1aAO13. Horizontal multipaths caused by mesoscale structure and their effects on global tomography with near-axial paths.

F. D. Tappert

Appl. Marine Phys., Univ. Miami, RSMAS, 4600 Rickenbacker Cswy., Miami, FL 33149

M. A. Wolfson

Penn State Univ., University Park, PA 16802

The optimistic and questionable assumption that the lowest acoustic normal modes are adiabatic is used. Then, for each low mode a parabolic wave equation in the horizontal plane is derived that contains lateral variability of sound speed near the sound channel axis caused by mesoscale structure that is modeled by homogeneous and isotropic fluctuations having a single scale length, L~100 km.

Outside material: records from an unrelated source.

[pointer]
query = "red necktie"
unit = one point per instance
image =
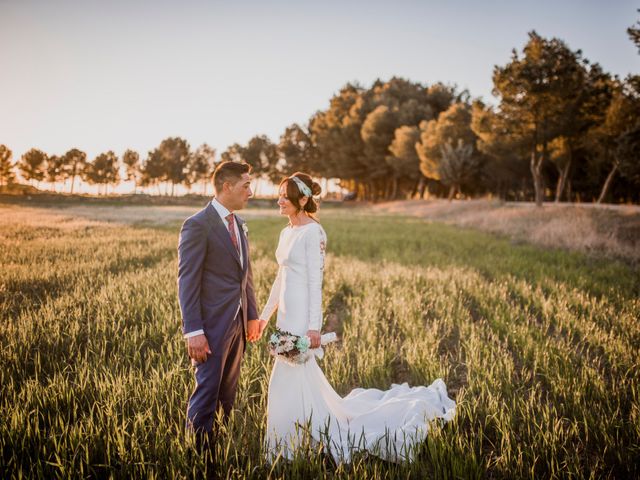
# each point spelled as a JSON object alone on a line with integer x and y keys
{"x": 231, "y": 223}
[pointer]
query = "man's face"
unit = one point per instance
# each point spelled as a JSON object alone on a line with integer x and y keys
{"x": 240, "y": 192}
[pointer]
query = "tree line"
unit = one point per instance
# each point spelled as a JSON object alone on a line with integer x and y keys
{"x": 563, "y": 129}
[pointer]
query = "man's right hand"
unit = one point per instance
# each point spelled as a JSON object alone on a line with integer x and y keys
{"x": 198, "y": 348}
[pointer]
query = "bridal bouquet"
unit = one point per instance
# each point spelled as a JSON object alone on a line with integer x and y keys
{"x": 295, "y": 349}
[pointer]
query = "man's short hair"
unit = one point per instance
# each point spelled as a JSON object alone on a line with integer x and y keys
{"x": 229, "y": 172}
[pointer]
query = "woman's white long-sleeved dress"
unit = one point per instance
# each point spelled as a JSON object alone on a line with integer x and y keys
{"x": 301, "y": 400}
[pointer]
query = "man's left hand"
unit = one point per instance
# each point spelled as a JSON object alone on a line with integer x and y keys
{"x": 314, "y": 336}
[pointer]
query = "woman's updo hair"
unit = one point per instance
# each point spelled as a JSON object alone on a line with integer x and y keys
{"x": 294, "y": 194}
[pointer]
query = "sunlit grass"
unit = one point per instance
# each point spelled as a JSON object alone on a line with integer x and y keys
{"x": 538, "y": 347}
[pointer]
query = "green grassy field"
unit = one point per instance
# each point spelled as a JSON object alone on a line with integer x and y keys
{"x": 539, "y": 348}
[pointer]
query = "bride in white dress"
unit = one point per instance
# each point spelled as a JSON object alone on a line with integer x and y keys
{"x": 301, "y": 402}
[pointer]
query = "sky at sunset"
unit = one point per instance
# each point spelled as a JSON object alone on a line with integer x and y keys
{"x": 114, "y": 75}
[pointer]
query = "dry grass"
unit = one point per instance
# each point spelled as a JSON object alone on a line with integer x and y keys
{"x": 608, "y": 231}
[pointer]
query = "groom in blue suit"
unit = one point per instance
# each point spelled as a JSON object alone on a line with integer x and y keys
{"x": 217, "y": 302}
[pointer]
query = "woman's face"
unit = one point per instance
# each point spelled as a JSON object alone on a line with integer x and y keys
{"x": 286, "y": 207}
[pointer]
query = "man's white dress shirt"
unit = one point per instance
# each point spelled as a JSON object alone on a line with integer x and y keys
{"x": 223, "y": 212}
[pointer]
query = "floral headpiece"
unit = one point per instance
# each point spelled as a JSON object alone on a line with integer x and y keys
{"x": 303, "y": 187}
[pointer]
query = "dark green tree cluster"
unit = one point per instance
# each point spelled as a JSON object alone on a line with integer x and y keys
{"x": 563, "y": 129}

In the geometrical acoustics limit, horizontal rays are found to be chaotic with the growth rate (Lyapunov exponent) given by (nu)~(epsilon)[sup 2/3]/L, where (epsilon)~5x10[sup -3] is the rms sound speed fluctuation. Horizontal multipaths begin at the focal range, r[sub f]~(nu)[sup -1]~3 Mm, and thereafter the number of horizontal multipaths per mode increases exponentially at the rate (nu) until diffraction effects limit this ray chaos. Full saturation is found to occur at the ``log range,'' r[sub s]~r[sub f] ln(L[sup 2]/(lambda)r[sub f])~14 Mm, for the acoustic wavelength (lambda)~30 m. Since mode coupling is neglected, this saturation range is a hard upper bound for doing global ocean acoustic tomography with near-axial paths. [Work supported by ONR and ARPA.]